Dans les grandes lignes, nous savons comment identifier l’homologie. L’analogie a ses limites. Elle peut établir des similitudes frappantes pour la forme externe ou la fonction dans deux lignées sans aucune parenté, mais elle ne peut pas modifier de la même façon des milliers d’organes complexes et indépendants. À un certain niveau de précision, les similitudes ne peuvent être qu’homologues. Malheureusement, il est rare que nous possédions assez d’informations pour affirmer avec certitude que ce niveau a été atteint. Lorsque nous comparons des métazoaires primitifs avec différents protistes qui pourraient être éventuellement leurs cousins, nous ne travaillons souvent que sur quelques caractères communs, trop peu nombreux pour que nous soyons certains de leur homologie. En outre, de petits changements génétiques ont souvent de profonds effets sur la forme externe de l’adulte. En conséquence, une similitude qui semble trop troublante et complexe pour se produire plus d’une fois peut réellement être l’effet d’un changement simple et reproductible. Ce qui est plus grave, c’est que nous ne comparons même pas les organismes originaux, mais seulement de pâles reflets. La transition des protistes aux métazoaires s’est effectuée il y a plus de 600 millions d’années. Tous les vrais ascendants et les descendants originels ont disparu depuis des siècles. Il nous reste à espérer que leurs caractéristiques essentielles et spécifiques se soient maintenues dans certaines formes actuelles. Cependant, si ces traits n’ont pas totalement disparu, il est à craindre qu’ils n’aient été modifiés et recouverts par une pléthore d’adaptations spécialisées. Comment alors séparer la structure originale et les altérations ultérieures dues aux nouvelles adaptations ? Personne n’a encore trouvé de guide infaillible.

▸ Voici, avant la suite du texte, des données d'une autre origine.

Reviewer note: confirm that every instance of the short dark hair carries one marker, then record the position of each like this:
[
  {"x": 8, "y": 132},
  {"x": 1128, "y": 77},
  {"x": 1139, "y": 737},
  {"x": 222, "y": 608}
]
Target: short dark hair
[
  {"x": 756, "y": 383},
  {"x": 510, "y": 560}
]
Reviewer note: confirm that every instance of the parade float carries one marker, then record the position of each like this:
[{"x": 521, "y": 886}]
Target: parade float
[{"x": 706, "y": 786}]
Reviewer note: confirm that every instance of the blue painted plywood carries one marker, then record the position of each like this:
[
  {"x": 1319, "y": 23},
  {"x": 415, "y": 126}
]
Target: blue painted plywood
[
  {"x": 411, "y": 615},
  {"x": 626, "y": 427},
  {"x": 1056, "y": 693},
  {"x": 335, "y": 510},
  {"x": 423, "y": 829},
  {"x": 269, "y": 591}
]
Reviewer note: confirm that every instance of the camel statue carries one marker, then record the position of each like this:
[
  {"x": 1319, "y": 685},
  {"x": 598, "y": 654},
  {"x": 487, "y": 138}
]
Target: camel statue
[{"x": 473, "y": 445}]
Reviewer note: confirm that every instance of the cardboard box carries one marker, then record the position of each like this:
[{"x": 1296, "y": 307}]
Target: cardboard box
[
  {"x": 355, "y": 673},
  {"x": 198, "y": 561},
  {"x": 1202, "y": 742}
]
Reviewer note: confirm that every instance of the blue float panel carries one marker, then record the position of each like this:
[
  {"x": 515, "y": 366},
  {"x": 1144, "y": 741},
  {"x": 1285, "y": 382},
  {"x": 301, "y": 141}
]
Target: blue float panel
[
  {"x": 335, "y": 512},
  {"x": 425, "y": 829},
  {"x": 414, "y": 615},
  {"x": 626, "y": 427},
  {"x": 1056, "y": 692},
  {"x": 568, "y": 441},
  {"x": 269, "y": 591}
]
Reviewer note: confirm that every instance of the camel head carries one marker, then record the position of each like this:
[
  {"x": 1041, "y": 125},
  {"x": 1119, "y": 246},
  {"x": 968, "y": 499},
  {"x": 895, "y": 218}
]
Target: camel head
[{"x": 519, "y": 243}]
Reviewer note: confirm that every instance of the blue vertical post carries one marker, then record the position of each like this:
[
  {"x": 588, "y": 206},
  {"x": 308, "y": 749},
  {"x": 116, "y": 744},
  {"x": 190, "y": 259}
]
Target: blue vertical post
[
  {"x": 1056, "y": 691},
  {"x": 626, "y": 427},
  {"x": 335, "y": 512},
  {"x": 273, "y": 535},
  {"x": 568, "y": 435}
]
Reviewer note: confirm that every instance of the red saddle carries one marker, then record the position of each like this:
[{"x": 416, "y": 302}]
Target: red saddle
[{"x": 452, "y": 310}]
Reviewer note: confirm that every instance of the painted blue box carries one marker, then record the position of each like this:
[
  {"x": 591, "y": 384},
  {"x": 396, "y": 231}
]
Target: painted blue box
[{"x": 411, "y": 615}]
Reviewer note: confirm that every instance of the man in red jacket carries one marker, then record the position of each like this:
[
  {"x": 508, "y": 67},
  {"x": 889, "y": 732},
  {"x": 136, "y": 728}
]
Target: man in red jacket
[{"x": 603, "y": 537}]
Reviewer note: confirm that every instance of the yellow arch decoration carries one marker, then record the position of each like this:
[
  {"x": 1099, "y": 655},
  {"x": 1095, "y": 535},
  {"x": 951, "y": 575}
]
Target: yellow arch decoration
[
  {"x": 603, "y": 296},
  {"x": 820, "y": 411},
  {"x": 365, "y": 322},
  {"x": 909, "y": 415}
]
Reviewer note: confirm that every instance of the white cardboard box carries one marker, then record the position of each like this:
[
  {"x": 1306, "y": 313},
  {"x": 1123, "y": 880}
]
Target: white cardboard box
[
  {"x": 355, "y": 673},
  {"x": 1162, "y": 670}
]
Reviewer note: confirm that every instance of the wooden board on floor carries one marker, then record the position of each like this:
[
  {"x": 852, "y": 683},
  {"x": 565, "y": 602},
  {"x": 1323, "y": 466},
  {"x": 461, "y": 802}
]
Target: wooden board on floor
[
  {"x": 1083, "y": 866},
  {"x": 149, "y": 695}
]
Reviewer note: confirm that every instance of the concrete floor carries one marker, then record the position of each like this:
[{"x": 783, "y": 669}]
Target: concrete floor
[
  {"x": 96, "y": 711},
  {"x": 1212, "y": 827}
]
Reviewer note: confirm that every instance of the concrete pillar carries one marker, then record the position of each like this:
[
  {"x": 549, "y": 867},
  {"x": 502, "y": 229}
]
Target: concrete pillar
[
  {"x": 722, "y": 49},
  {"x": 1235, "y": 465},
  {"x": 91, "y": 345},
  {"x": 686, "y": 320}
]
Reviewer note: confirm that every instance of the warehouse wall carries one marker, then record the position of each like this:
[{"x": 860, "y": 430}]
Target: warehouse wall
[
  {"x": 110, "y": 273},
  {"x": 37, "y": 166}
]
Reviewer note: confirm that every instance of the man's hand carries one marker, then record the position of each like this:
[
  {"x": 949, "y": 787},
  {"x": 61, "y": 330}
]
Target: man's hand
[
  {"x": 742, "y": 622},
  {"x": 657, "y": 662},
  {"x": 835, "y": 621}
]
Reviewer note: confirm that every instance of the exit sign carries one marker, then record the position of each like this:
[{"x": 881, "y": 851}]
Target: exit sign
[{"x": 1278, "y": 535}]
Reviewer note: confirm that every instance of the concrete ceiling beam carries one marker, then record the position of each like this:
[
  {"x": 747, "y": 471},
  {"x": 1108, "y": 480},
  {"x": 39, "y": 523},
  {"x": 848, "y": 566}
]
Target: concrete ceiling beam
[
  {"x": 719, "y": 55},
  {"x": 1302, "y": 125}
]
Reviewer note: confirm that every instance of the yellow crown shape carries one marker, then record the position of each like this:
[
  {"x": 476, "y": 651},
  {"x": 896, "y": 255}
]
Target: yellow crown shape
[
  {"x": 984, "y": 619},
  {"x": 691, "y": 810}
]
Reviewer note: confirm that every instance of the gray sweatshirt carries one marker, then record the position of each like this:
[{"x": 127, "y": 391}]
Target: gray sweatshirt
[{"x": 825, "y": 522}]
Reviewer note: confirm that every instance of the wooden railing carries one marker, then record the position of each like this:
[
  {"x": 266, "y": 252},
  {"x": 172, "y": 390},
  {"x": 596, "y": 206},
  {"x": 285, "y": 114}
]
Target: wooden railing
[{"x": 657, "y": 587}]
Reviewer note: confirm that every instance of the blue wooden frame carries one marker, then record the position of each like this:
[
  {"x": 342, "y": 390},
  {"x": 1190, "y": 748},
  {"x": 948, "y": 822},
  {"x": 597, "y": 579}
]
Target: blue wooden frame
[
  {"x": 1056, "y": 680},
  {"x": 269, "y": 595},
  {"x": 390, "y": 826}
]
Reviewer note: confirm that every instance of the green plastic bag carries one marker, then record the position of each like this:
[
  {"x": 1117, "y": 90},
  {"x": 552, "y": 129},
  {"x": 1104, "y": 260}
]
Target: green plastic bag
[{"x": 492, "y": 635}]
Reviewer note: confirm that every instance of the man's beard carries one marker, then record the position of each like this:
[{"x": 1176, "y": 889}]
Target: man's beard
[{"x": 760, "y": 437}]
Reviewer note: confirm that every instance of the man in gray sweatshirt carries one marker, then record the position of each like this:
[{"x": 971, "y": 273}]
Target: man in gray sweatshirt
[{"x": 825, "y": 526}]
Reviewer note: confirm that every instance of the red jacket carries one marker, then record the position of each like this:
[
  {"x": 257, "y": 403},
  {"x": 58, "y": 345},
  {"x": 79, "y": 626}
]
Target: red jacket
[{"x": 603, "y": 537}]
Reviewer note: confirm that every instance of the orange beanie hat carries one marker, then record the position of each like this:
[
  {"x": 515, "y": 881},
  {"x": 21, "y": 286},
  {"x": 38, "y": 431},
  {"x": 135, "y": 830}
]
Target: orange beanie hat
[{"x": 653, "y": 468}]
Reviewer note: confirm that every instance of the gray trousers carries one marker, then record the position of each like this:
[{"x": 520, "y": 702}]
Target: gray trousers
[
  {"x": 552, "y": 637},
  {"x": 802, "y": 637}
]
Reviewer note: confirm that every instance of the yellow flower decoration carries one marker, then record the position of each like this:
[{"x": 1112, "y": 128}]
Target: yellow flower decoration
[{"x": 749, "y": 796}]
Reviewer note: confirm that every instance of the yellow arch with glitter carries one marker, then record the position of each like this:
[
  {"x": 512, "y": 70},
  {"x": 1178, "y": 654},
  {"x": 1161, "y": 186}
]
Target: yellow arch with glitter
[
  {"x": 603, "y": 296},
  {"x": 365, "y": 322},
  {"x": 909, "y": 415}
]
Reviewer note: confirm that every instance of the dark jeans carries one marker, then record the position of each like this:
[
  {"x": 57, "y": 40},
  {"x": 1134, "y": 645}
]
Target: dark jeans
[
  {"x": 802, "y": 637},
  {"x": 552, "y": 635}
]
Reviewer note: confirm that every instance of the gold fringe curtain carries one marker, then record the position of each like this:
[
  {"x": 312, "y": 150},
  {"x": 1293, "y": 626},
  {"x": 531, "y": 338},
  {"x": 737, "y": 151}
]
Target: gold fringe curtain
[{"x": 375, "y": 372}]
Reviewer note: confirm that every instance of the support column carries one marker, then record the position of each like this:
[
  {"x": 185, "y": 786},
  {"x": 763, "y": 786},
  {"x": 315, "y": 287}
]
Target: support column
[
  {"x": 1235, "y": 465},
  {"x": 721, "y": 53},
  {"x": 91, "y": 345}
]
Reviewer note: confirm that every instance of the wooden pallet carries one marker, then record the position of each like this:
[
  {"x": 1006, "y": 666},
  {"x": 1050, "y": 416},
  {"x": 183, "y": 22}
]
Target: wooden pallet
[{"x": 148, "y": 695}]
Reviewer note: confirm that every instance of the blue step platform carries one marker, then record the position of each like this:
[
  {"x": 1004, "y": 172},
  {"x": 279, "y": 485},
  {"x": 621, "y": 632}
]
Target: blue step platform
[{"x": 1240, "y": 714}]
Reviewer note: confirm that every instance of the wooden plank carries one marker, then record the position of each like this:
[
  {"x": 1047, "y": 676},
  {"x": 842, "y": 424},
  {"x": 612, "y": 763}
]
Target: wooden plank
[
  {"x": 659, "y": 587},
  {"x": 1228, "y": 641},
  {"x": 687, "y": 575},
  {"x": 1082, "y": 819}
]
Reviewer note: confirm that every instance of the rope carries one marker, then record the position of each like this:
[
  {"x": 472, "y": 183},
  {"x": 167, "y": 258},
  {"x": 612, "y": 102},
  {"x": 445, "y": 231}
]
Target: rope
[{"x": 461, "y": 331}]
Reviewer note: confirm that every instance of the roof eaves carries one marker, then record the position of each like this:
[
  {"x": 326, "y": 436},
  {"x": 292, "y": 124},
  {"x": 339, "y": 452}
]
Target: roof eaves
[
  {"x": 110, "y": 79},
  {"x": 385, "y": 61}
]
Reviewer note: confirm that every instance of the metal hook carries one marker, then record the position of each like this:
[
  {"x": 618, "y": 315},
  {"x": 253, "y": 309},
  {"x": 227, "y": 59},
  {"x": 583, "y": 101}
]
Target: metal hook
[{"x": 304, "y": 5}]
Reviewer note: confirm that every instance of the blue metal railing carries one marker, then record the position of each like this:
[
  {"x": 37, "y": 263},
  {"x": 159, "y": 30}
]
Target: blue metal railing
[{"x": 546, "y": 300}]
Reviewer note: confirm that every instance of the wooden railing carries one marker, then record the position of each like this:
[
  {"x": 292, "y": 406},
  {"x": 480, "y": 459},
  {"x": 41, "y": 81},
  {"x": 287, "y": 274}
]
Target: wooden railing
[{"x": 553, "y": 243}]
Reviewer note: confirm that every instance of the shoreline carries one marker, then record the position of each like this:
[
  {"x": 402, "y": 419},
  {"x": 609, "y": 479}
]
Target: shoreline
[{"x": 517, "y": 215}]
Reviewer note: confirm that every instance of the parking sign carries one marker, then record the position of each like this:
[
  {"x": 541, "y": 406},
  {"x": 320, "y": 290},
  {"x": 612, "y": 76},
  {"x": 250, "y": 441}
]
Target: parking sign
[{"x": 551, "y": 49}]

Seuls deux scénarios possibles du passage des protistes aux métazoaires ont aujourd’hui la faveur des chercheurs : dans le premier – la fusion –, un groupe de cellules protistes se rassemblèrent, commencèrent à vivre en colonie, établirent une division du travail et des fonctions entre les cellules et les régions et finalement formèrent une structure intégrée ; dans le second – la division –, des cloisonnements cellulaires se formèrent à l’intérieur d’une seule cellule de protiste. (Un troisième scénario – l’échec répété de cellules filles à se séparer après la division cellulaire – connaît peu de partisans de nos jours.)

Au tout début de notre enquête, nous nous heurtons au problème de l’homologie. Qu’en est-il de la pluricellularité elle-même ? N’est-elle apparue qu’une seule fois ? Aurons-nous expliqué sa présence chez tous les animaux une fois que nous aurons montré comment elle est survenue chez les plus primitifs ? Ou s’est-elle produite plusieurs fois ? En d’autres termes, la pluricellularité des diverses lignées animales est-elle homologue ou analogue ?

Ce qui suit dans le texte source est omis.